Usually, The Daily Show doesn't depress me. Sure, it makes me aware of things that anger/upset/etc. me, but the show itself doesn't tend to do so. The Jim Cramer interview ep did, and now this most recent (Wed. the 18th) one did too.
Yes, the concept of "Snakes On A Plane" was hilarious (though the execution was horrendous). But 30,000 pythons loose in Florida? Not funny on SO many levels. Mainly, this is devastating from an ecological perspective. What used to take millenia of gradual migration now takes a few plane rides and a hurricane or two, to introduce a new species. There have been countless stories of nutria and those creepy toothy fish than can walk over land, not to mention kudzu, but this story is somehow amusing?

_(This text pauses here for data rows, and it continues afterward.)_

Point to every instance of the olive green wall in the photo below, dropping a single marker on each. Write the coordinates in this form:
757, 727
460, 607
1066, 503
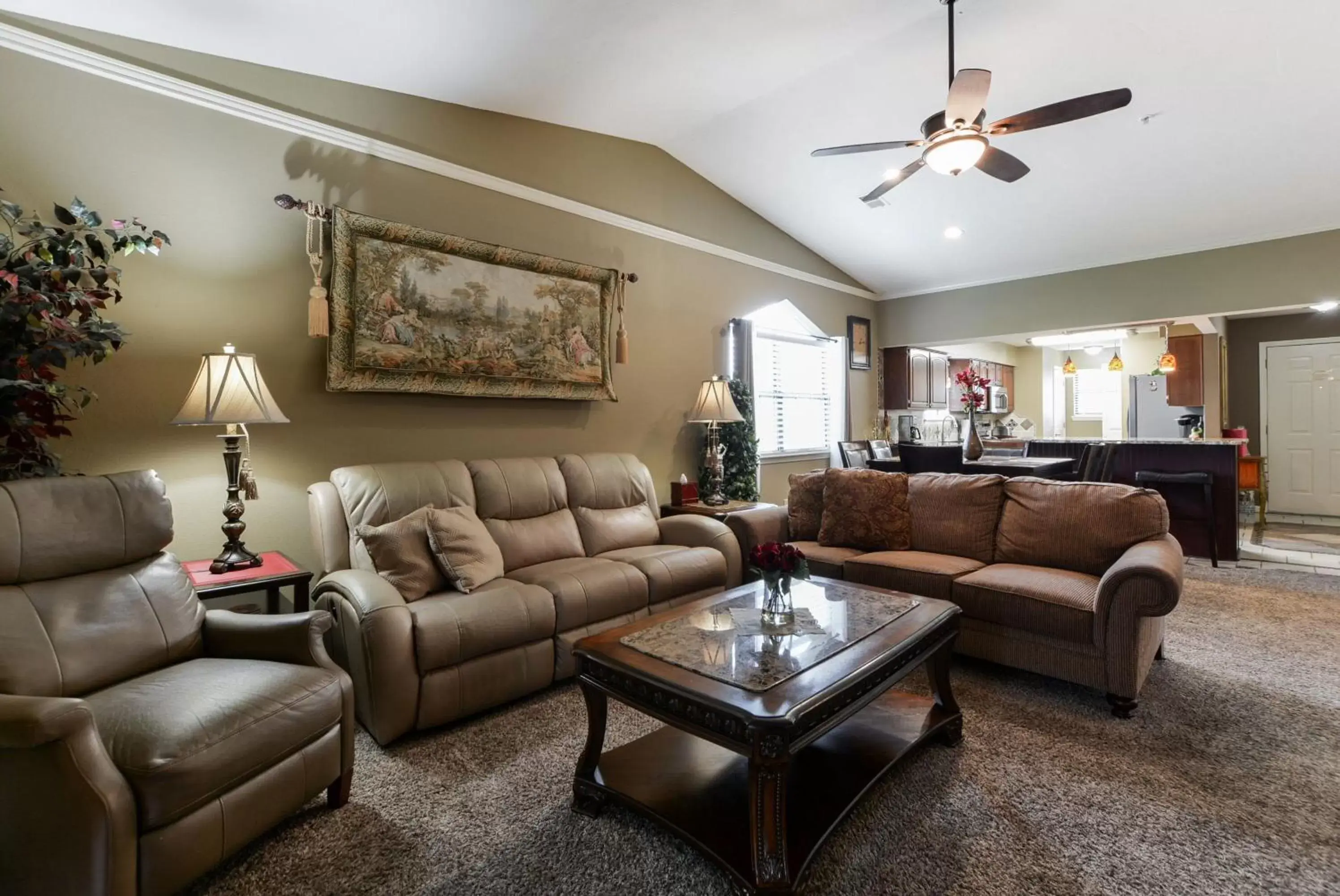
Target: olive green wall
1277, 274
236, 272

What's worse is I don't know who to be more upset for. There are the snakes, who were deliberately bred for sales (so not a natural number in any circumstance, let alone this one), and are unexpectedly competing for resources in a narrow market. I honestly feel that they are the ones who should be pitied the most - I can't imagine that the number of escaped snakes is remotely sustainable, so the die-off is going to be horrific. Then there are the "natural resources" (AKA the small wild animals and birds, plus the unattended pets) that this giant number of predators is seeking out; that population never expected or evolved to deal with an influx of so many predators! It breaks my heart to think of all those poor animals who would never have been in danger, now driven into "prey" territory by a scarcity of resources.

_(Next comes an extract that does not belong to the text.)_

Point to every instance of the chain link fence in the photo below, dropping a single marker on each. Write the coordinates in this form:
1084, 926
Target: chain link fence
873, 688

There are, of course, the people who these snakes "belonged to", who have lost their buildings (one assumes, since the snakes escaped) plus the animal inventory and who knows what else. And the people who will undoubtedly lose pets to this nightmare. Honestly, though, I feel far more pity for the "pets" than for the people who foolishly allow said critters outside alone and unattended.

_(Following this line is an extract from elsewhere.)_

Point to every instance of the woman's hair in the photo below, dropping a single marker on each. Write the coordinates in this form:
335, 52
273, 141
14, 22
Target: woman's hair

As I said, I love snakes. I fell in love with a young boa years ago, and never recovered. So as difficult as the ethics are, someday I would like to own/live with one. If it wasn't already living on a diet of humanely-killed frozen prey, I would do my best to convert it to that diet, for the sake of the prey AND the predator. And it breaks my heart that all these poor young pythons are being forced to fend for themselves (to the detriment of the local population) because of human greed/expectations/money/poor planning.